As I approached the traffic-calming device from hell, I was surprised to see, to my right, an 18ish-wheeler on the roll.
This is a quiet residential neighborhood, far from any commercial properties, so the semi seemed more than halfway out of place, but there has been a bit of construction in the area, so I guess it made some sense.
Anyway, I made it to the roundabout with the big truck still a couple of blocks away, so there was no conflict, but I didn’t wonder just how he’d manage to navigate the blasted thing.
As I pondered — and it takes great concentration on my part to ponder and pedal simultaneously — I gazed truck-ward and thought it was steaming ahead rather quickly. Coupled with the darkness, an aggressive silhouette and what seemed to be an excessive amount of running lights, the semi suddenly seemed sinister.
Just like that, my steel-trap of a mind churned and groaned and wheezed under an uncharacteristic workload, and I had an epiphany. Suddenly, I found myself living out “Duel,” a dandy television movie almost as old as me.
I stumbled upon “Duel” several years ago, late at night, as I recall. The premise of “Dual (The Driving Force is Fear)” is that a business man traveling through the California desert encounters a slow-moving big rig. The man — actor Dennis Weaver, and his glorious mustache — passes the truck, apparently infuriating the psychotic truck driver and setting off 90 minutes of awesome in which the two play cat-and-mouse at highway speeds.
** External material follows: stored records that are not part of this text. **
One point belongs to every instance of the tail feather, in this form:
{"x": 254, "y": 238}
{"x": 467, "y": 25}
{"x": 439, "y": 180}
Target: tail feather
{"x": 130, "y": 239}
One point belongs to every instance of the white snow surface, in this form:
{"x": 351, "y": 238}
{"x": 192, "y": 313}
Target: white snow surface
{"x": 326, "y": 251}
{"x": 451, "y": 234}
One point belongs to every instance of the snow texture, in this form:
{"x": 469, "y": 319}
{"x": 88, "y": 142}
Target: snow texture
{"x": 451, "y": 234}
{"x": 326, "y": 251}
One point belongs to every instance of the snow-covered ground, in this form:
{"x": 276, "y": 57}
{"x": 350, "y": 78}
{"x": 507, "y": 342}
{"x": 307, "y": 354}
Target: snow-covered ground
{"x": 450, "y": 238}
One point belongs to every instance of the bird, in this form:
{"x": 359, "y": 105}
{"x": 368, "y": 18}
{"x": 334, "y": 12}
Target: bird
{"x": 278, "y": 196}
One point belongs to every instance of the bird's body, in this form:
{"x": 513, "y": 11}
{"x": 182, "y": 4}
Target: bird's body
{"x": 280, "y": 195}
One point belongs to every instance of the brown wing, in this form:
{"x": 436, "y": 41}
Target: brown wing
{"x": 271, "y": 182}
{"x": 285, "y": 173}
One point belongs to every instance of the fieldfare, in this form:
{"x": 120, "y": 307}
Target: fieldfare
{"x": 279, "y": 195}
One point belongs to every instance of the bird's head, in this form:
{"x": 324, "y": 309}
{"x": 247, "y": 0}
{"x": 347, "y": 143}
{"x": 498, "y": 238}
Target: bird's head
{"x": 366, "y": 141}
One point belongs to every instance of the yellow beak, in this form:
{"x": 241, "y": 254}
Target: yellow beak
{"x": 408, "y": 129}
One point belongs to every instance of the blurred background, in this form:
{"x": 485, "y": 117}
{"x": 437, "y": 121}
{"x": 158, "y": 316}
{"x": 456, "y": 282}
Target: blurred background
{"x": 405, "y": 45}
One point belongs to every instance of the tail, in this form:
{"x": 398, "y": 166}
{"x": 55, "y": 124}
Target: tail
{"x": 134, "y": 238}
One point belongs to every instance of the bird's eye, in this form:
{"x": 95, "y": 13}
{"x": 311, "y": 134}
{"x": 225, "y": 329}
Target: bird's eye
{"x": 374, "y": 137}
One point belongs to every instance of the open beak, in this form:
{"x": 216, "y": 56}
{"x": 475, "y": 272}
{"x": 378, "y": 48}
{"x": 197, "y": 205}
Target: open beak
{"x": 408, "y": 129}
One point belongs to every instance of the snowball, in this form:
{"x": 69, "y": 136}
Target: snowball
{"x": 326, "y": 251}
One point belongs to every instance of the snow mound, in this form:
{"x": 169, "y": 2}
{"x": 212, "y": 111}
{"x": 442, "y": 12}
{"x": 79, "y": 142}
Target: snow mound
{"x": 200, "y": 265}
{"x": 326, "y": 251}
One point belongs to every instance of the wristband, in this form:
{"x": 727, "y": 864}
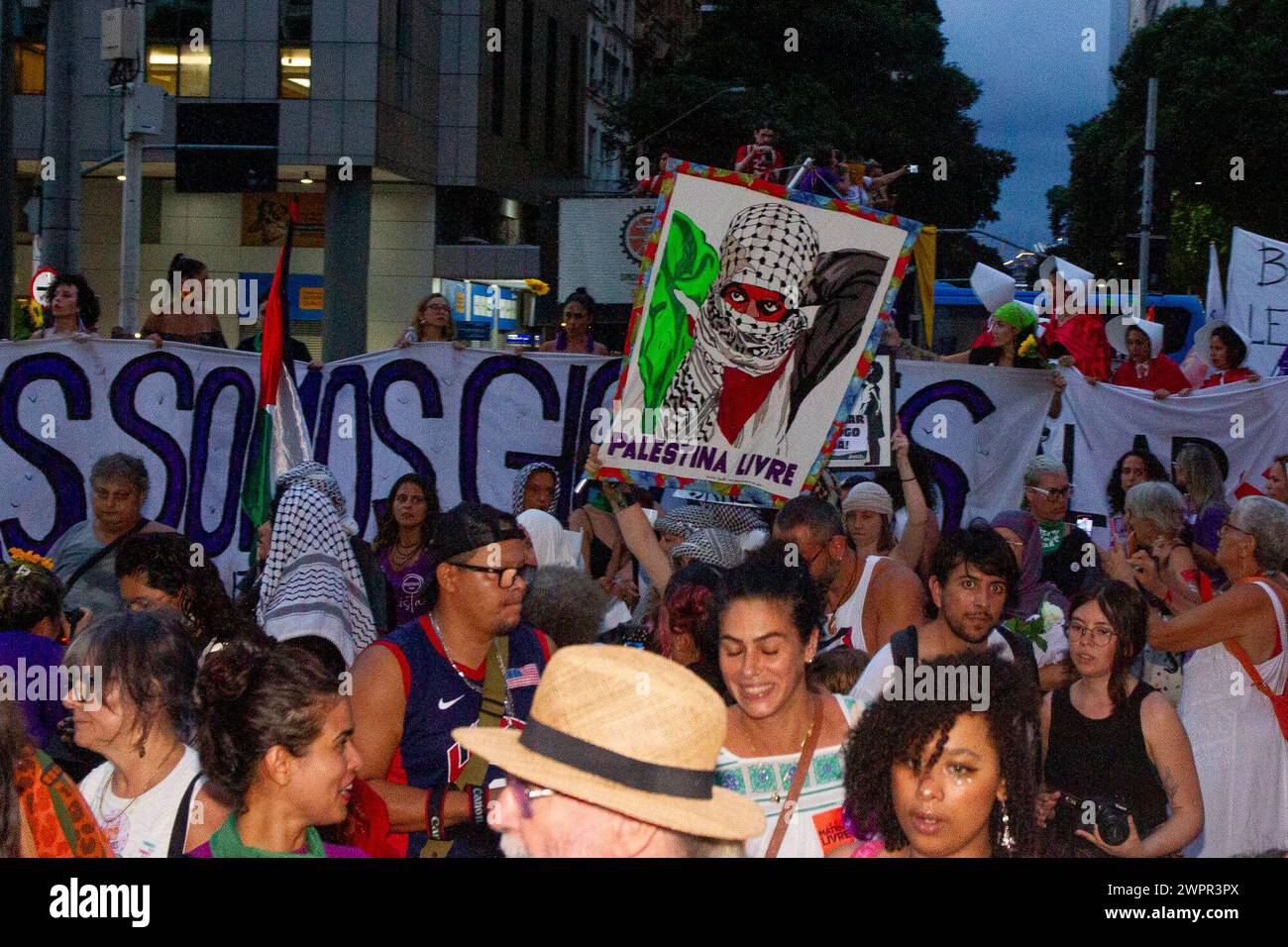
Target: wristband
{"x": 478, "y": 804}
{"x": 434, "y": 812}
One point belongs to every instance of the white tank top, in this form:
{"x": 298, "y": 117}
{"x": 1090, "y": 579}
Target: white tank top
{"x": 845, "y": 625}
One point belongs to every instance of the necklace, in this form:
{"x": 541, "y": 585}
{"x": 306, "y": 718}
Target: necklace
{"x": 777, "y": 796}
{"x": 147, "y": 788}
{"x": 471, "y": 684}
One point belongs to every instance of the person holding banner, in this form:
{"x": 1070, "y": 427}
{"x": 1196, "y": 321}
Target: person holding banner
{"x": 1224, "y": 350}
{"x": 72, "y": 309}
{"x": 1276, "y": 478}
{"x": 1074, "y": 333}
{"x": 780, "y": 729}
{"x": 1068, "y": 553}
{"x": 1146, "y": 368}
{"x": 1239, "y": 733}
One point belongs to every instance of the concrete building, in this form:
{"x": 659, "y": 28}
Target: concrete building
{"x": 609, "y": 76}
{"x": 460, "y": 120}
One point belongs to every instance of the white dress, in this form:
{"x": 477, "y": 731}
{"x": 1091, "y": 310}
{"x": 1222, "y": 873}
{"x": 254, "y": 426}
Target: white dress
{"x": 816, "y": 826}
{"x": 1239, "y": 750}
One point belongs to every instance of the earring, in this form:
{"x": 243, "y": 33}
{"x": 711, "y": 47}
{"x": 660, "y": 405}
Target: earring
{"x": 1008, "y": 840}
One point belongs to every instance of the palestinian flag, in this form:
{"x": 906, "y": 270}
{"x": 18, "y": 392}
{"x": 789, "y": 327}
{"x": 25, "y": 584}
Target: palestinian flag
{"x": 282, "y": 438}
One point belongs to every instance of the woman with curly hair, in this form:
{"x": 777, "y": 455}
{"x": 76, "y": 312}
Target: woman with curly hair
{"x": 277, "y": 736}
{"x": 941, "y": 777}
{"x": 1137, "y": 466}
{"x": 156, "y": 570}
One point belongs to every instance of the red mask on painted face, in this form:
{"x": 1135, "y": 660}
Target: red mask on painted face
{"x": 759, "y": 303}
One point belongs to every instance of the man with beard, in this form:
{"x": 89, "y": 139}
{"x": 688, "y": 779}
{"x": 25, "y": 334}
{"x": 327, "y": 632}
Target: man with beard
{"x": 468, "y": 663}
{"x": 973, "y": 573}
{"x": 867, "y": 598}
{"x": 735, "y": 372}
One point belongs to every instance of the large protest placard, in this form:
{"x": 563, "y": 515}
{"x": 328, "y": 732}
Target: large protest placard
{"x": 468, "y": 420}
{"x": 1256, "y": 298}
{"x": 601, "y": 244}
{"x": 980, "y": 425}
{"x": 1243, "y": 424}
{"x": 751, "y": 334}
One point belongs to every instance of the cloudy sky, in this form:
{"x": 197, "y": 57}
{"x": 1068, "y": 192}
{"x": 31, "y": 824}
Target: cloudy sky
{"x": 1026, "y": 55}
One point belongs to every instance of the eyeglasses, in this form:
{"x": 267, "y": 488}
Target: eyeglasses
{"x": 505, "y": 577}
{"x": 1056, "y": 492}
{"x": 1099, "y": 634}
{"x": 526, "y": 793}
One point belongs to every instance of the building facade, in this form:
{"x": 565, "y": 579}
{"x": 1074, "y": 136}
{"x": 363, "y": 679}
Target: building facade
{"x": 423, "y": 138}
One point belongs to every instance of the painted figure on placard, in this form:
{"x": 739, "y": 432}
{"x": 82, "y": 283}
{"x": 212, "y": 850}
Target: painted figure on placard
{"x": 776, "y": 317}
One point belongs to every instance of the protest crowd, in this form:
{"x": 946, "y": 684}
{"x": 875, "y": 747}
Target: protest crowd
{"x": 657, "y": 677}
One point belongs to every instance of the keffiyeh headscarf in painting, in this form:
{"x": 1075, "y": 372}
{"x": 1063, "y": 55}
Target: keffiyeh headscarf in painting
{"x": 320, "y": 476}
{"x": 771, "y": 247}
{"x": 520, "y": 483}
{"x": 312, "y": 583}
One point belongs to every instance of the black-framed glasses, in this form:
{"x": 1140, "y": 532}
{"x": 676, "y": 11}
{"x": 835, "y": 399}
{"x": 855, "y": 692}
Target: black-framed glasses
{"x": 1099, "y": 634}
{"x": 503, "y": 577}
{"x": 526, "y": 793}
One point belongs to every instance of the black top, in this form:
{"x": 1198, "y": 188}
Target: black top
{"x": 214, "y": 338}
{"x": 1064, "y": 566}
{"x": 990, "y": 355}
{"x": 1102, "y": 761}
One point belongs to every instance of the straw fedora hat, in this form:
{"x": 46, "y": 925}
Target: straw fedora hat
{"x": 626, "y": 731}
{"x": 1203, "y": 335}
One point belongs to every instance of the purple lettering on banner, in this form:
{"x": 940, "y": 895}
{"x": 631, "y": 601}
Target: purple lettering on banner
{"x": 158, "y": 440}
{"x": 430, "y": 406}
{"x": 64, "y": 478}
{"x": 198, "y": 454}
{"x": 948, "y": 475}
{"x": 349, "y": 376}
{"x": 472, "y": 408}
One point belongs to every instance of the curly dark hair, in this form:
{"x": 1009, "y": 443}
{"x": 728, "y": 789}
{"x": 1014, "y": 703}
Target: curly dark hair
{"x": 253, "y": 696}
{"x": 86, "y": 302}
{"x": 29, "y": 592}
{"x": 1154, "y": 471}
{"x": 894, "y": 731}
{"x": 386, "y": 530}
{"x": 150, "y": 656}
{"x": 765, "y": 575}
{"x": 1232, "y": 341}
{"x": 1127, "y": 611}
{"x": 163, "y": 562}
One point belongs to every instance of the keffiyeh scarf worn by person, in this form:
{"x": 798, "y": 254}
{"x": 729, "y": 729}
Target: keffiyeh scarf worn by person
{"x": 520, "y": 483}
{"x": 320, "y": 476}
{"x": 312, "y": 583}
{"x": 768, "y": 245}
{"x": 1030, "y": 591}
{"x": 716, "y": 548}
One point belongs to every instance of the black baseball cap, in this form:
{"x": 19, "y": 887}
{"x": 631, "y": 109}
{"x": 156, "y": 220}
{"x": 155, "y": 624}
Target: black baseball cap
{"x": 472, "y": 526}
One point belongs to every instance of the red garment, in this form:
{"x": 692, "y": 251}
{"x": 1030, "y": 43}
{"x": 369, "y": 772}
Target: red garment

It’s actually quite good and quite suspenseful.
A decade or so later, I learned “Duel” was the movie-length directorial debut of a fella by the name of Steven Spielberg, who was something like 5 at the time (1971), used a tiny budget of $27.50 and shot the whole thing in 13 days. (In the interest of accuracy, I’ll admit here IMDb informs me Spielberg was actually 24 at the time and the budget actually $450,000, but the 13-days thing … true).
So with that connection made in my sick brain, I picked up the pace while glancing furtively over my shoulder to keep an eye on the deathmobile that, somehow, had successfully navigated the roundabout and WAS COMING RIGHT FOR ME!
I pedaled faster; Truck O’ Death kept coming.
I took a quick left; the rig — as in the movie, I never actually saw the driver — went left, too.
Hoping to offset my pedestrian pace with superior maneuverability, I zig-zagged and was relieved to see said sinister semi continue on … but a block later, I saw the wily psycho had simply taken a parallel course and was seemingly matching my pace.
The preternatural Peterbilt stood between me and my house, so I sped up, quickly jumped on the brakes, then cut a sharp right, passing just behind it as I sprinted for the safety of home.
I rolled to a stop in my garage and listened for what I was sure to come: the unmistakable growl of a diesel engine, maybe the eerie howl of an air horn, perhaps the destructive pavement-pounding force of Jake Brakes, but all I heard was the accelerated beating of my heart.
I know he’s still out there.
So if anyone knows of a nearby cliff where I can stage my final, climactic scene, please let me know.